ANN ARBOR—Women with dependents who want to lead American corporations need mentors more than ever to get there, according to research from the University of Michigan.
Cindy Schipani, professor of business law at Michigan's Ross School of Business, and colleagues explored how mentoring helps to boost career outcomes for women and men with and without dependents.
"What's critical is a mentor who sponsors you and puts in a good word for you," Schipani said. "Women tend not to be getting that support as much as men do."
Women make up nearly half the workforce and hold 60 percent of bachelor's degrees, yet they hold just 14 percent of senior executive positions at Fortune 500 companies and 40 percent of managerial positions overall.

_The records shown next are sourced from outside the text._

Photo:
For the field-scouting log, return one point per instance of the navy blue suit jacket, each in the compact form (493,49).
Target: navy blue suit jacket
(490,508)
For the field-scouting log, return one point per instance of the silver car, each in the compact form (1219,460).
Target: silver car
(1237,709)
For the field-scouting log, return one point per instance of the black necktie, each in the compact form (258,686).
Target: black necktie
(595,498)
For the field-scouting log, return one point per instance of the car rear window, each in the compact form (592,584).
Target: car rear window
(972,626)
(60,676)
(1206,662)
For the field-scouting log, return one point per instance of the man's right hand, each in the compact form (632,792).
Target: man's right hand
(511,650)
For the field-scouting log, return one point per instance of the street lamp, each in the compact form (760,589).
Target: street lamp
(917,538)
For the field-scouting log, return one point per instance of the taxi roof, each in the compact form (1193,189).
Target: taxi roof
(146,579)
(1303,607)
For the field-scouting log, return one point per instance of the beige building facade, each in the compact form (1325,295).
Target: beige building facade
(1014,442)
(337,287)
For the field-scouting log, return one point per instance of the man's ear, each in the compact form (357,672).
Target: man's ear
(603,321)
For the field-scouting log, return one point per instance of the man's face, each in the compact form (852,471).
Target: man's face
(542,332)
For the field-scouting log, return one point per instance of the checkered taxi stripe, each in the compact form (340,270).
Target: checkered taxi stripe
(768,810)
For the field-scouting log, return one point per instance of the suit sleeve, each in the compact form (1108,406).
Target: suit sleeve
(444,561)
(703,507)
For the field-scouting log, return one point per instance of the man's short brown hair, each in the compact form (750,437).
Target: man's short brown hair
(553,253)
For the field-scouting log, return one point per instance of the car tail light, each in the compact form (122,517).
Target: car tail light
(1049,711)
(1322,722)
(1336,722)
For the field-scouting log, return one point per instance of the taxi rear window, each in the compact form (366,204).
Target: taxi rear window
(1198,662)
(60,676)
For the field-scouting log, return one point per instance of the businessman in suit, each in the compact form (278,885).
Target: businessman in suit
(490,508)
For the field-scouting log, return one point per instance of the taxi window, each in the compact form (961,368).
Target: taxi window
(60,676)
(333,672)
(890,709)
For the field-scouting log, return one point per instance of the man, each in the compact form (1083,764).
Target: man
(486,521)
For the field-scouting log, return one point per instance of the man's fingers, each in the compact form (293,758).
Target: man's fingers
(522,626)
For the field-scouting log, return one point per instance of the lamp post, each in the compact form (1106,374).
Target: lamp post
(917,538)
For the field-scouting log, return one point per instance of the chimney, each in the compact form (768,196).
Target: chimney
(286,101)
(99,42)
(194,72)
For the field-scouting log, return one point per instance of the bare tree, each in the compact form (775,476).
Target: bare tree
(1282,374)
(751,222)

Studies have shown that companies with more women involved in leadership outperform their sector in terms of return on equity, operating result and stock price growth.
Schipani's research shows that women with dependents seem to need more mentoring to rise. It may be that having dependents sends negative signals about assumed commitment to senior decision-makers and mentors, and continues to pose challenges for women.
The broad gender disparities in business are not unique to the U.S. The proportion of women on European company boards averages 15.8 percent, with a high of 40.9 percent in Norway and a low of 3.7 percent in Portugal. By comparison, 16.9 percent of board members of Fortune 500 companies were female in 2013.
To overcome these disparities, many European countries such as Norway have imposed quotas to ensure women's participation in governmental and business organizations. The European Union considered a mandatory quota of 40 percent, but changed it to a desired goal.
Neither of these European systems would be legally sustainable in the U.S., although the goal system comes close. Schipani and colleagues Terry Morehead Dworkin of Indiana University and Aarti Ramaswami of the ESSEC Business School in France suggest several ways to tackle the issue, including:
Have a government entity such as the Office of Federal Contract Compliance Programs or Equal Employment Opportunity Commission impose mentoring programs.
Have the Securities and Exchange Commission make gender diversity a priority. It already requires companies to state in their proxy statements whether diversity was a factor in considering board candidates. It could add gender.